Kalah dari PSIM di Liga 2, Debut Buruk Joko Susilo bersama AHHA PS Pati

AHHA PS Pati harus mengakui keunggulan tim tampu PSIM Yogyakarta dengan skor 0-2 di pekan keempat Liga 2 di Stadion Manahan pada Selasa (19/10/21) sore. 

Kekalahan itu menjadi debut buruk pelatih anyar AHHA PS Pati, Joko Susilo, setelah menggantikan pelatih sebelumnya, Ibnu Grahan yang mundur di pekan kedua.

Joko Susilo yang akrab dipanggil Getuk, usai laga, mengatakan kekalahan di debut ia melatih bukan karena persiapan melatih yang mepet. Namun, kekalahan itu disebabkan karena Java Army julukan AHHA PS Pati masih perlu berbenah.

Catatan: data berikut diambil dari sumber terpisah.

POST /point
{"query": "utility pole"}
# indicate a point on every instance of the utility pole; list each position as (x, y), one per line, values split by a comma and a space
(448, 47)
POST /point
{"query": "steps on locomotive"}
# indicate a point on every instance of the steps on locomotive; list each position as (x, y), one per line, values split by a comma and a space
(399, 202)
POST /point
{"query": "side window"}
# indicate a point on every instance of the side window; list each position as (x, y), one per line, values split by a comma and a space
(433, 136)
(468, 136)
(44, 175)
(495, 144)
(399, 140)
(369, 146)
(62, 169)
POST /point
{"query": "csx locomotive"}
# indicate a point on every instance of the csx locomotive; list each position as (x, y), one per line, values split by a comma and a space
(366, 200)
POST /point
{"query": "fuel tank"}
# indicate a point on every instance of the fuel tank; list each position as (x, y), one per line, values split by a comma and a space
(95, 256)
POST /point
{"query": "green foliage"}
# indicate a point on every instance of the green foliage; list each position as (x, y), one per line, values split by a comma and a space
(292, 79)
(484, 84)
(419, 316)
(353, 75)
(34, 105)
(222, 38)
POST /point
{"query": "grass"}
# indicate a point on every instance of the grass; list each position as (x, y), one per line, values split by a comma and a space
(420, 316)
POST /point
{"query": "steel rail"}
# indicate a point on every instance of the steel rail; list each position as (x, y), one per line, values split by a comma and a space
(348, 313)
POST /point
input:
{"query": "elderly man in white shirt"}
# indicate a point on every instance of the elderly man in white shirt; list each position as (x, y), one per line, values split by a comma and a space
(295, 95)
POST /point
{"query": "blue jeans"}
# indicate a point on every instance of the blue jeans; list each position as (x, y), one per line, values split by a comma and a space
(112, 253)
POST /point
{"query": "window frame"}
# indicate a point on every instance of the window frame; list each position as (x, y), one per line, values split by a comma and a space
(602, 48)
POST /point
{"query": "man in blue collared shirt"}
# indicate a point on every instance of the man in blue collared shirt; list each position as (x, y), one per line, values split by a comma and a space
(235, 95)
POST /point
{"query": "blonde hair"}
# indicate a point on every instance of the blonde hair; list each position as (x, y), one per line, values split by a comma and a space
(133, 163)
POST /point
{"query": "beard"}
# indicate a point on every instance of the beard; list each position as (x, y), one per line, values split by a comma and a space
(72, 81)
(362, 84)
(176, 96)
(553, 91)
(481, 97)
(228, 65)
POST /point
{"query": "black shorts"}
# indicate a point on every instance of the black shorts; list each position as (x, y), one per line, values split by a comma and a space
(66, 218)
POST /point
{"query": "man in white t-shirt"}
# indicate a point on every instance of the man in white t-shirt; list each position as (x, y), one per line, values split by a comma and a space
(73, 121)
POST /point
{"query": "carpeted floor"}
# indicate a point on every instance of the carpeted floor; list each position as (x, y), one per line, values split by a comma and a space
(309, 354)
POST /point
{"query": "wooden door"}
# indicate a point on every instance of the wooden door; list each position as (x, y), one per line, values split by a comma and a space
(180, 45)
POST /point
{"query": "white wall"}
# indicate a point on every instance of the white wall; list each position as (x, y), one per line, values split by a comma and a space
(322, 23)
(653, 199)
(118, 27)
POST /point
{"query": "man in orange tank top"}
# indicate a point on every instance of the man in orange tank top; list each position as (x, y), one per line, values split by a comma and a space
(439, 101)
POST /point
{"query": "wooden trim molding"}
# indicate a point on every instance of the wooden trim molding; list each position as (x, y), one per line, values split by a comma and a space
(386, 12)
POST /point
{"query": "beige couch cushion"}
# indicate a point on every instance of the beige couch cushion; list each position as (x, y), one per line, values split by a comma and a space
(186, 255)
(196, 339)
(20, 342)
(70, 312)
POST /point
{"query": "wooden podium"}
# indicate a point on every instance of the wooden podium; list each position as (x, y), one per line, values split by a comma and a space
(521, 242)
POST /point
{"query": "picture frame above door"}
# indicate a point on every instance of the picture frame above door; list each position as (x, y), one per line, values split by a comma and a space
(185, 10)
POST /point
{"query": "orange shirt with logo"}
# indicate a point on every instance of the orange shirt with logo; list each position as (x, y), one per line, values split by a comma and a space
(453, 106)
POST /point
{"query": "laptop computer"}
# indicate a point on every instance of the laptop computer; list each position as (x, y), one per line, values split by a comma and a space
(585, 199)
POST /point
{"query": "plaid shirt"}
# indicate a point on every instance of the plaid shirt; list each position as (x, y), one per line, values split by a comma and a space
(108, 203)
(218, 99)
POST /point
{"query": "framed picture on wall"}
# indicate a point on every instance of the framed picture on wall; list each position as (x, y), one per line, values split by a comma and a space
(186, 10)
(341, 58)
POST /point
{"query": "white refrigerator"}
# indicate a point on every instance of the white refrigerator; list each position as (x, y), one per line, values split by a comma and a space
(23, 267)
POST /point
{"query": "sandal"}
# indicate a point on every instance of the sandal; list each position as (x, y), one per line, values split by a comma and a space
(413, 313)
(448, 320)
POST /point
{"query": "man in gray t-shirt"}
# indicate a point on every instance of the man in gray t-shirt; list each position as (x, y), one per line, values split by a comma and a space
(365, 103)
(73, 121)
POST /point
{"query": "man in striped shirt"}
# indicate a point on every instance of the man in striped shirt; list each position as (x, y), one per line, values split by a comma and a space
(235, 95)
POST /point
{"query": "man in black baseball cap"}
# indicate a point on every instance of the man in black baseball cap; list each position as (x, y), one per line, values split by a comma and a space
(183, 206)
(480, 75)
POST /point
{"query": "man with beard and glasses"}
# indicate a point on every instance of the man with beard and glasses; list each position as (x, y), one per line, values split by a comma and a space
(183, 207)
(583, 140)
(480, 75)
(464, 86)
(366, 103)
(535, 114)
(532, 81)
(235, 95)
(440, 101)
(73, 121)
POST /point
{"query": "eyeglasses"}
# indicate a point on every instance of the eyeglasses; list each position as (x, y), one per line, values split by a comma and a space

“Bukan karena waktu mepet, tetapi perlu perbaikan teamwork. Kami perlu evaluasi untuk laga selanjutnya,” kata Getuk.

Gol PSIM Yogyakarta dicetak oleh Aditya Putra Dewa di menit 60 lewat penalti dan Sugeng Efendi di menit 87. Getuk menilai gol penalti tim lawan menghancurkan kosentrasi anak asuhnya. 

Padahal sejak dimulai laga, pemain bisa menjalankan arahan. Pola permainan tim pun berjalan sesuai rencana. Ia mengapresiasi kinerja tim yang sudah bekerja keras meskipun hasil belum berpihak.

Pemain AHHA PS Pati, Ichsan Kurniawan, mengakui banyak kesalahan yang dibuat para pemain Pati sehingga dimanfaatkan tim lawan. Ia berkeyakinan masih banyak peluang di putaran kedua dengan evaluasi dari tim pelatih.

Kekalahan ini membuat AHHA PS Pati makin tenggelam di dasar klasemen. AHHA PS Pati hanya mampu meraih satu poin dalam empat laga. Pati hanya mampu meraih satu hasil imbang dan tiga kali kekalahan.